Monday, February 16, 2009

Moratorium on Coal Plants?

From what I understand of James Hansen's work, and the implications as spelled out in earlier posts on this blog, our society and the entire world, must have a moratorium on coal plants starting now. I have not personally taken a position on that question because I recognize that forbearance can be a very important virtue as long as we move efficiently and rapidly toward reducing our overall carbon footprint. But as lawyers sometimes like to say, time is of the essence.

This from the New York Times: This green chorus also includes Al Gore, the former vice president, Eric E. Schmidt, the chief executive of Google, and Harry Reid, the Senate majority leader, who has called for a moratorium on new coal plants.
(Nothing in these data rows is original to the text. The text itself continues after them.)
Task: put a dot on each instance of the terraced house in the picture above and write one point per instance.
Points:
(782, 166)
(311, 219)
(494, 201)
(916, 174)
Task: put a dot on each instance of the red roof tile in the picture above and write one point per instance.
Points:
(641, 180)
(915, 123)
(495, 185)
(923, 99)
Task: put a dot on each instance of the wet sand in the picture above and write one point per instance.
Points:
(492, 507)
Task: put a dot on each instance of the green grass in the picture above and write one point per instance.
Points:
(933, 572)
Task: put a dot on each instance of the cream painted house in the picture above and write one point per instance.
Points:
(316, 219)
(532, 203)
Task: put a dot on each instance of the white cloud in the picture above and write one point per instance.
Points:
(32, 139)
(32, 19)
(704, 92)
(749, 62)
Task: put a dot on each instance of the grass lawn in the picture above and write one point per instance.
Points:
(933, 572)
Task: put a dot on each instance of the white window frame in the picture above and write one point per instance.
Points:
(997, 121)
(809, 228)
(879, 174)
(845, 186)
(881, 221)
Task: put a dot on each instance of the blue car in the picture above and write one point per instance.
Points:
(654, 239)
Is America Ready to Quit Coal?

Also possibly of interest in the article is the appearance of The Rising Tide, which made an appearance at the Harvard talk given by Steven Leer of Arch Coal. Here is the best picture I captured of that protest demonstration from my vantage point in the middle of the audience. The same New York Times article has this about their protest of Duke Energy's proposed coal-fired power plant:

Last May, protesters took over James E. Rogers’s front lawn in Charlotte, N.C., unfurling banners declaring “No new coal” and erecting a makeshift “green power plant” — which, they said in a press release, was fueled by “the previously unexplored energy source known as hot air, which has been found in large concentrations” at his home. And so it goes for Mr. Rogers, the chief executive of Duke Energy. For three years, environmentalists have been battling to stop his company from building a large coal-fired power plant in southwestern North Carolina.
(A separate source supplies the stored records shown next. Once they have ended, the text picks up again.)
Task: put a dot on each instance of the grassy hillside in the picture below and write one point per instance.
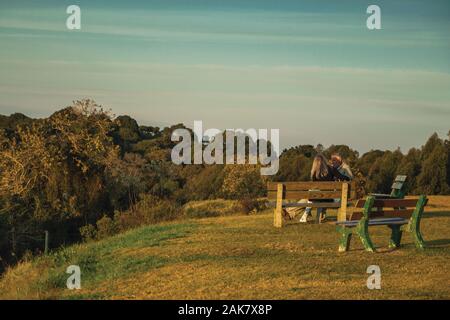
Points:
(241, 257)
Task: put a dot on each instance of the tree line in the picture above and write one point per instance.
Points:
(83, 173)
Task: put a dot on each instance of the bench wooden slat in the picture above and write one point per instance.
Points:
(389, 203)
(306, 185)
(375, 222)
(406, 214)
(397, 185)
(400, 178)
(305, 205)
(297, 195)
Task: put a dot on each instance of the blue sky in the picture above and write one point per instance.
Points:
(310, 68)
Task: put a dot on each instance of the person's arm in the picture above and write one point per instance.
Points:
(339, 176)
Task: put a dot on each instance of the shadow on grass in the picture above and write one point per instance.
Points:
(438, 243)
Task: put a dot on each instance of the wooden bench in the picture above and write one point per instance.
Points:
(393, 213)
(284, 193)
(397, 189)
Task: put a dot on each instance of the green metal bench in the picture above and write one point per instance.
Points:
(393, 213)
(398, 189)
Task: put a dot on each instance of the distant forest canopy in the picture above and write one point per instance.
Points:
(82, 171)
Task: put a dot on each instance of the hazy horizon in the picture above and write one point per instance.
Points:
(310, 68)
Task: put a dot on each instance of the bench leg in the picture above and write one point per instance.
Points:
(319, 213)
(345, 238)
(418, 239)
(363, 232)
(396, 236)
(414, 224)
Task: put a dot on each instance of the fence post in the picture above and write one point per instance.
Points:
(46, 243)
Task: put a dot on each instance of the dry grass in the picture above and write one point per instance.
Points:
(244, 257)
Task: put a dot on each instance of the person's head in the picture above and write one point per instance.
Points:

The interesting things about the Rising Tide demonstrations is that they are in at least two different geographical regions, and that they were both apparently very well planned. (You cannot set up shop on the front lawn of a CEO of a major company and have it witnessed without some skillful preparation.) See Natasha Whitney's article about the event in the Harvard Crimson ( See the YouTube entry ( for the Rising Tide video of the Harvard demonstration. The camera angle is excellent, the result of careful planning. The demonstration triggered during the time that a person from Rising Tide in the audience was asking some challenging questions. As a member of the audience, I was completely suprised when the demonstration suddenly unfolded. And when Dan Schrag of Harvard stood up to interrupt the demonstration and confront the questioner, the demonstrators folded their cards quickly and without dispute. Of course, the real deal is the influence of the YouTube video, and capturing that video is something that the protesters had already achieved. It was captioned and put up on YouTube in significantly less than 24 hours, further evidence of how well planned and executed the protest really was.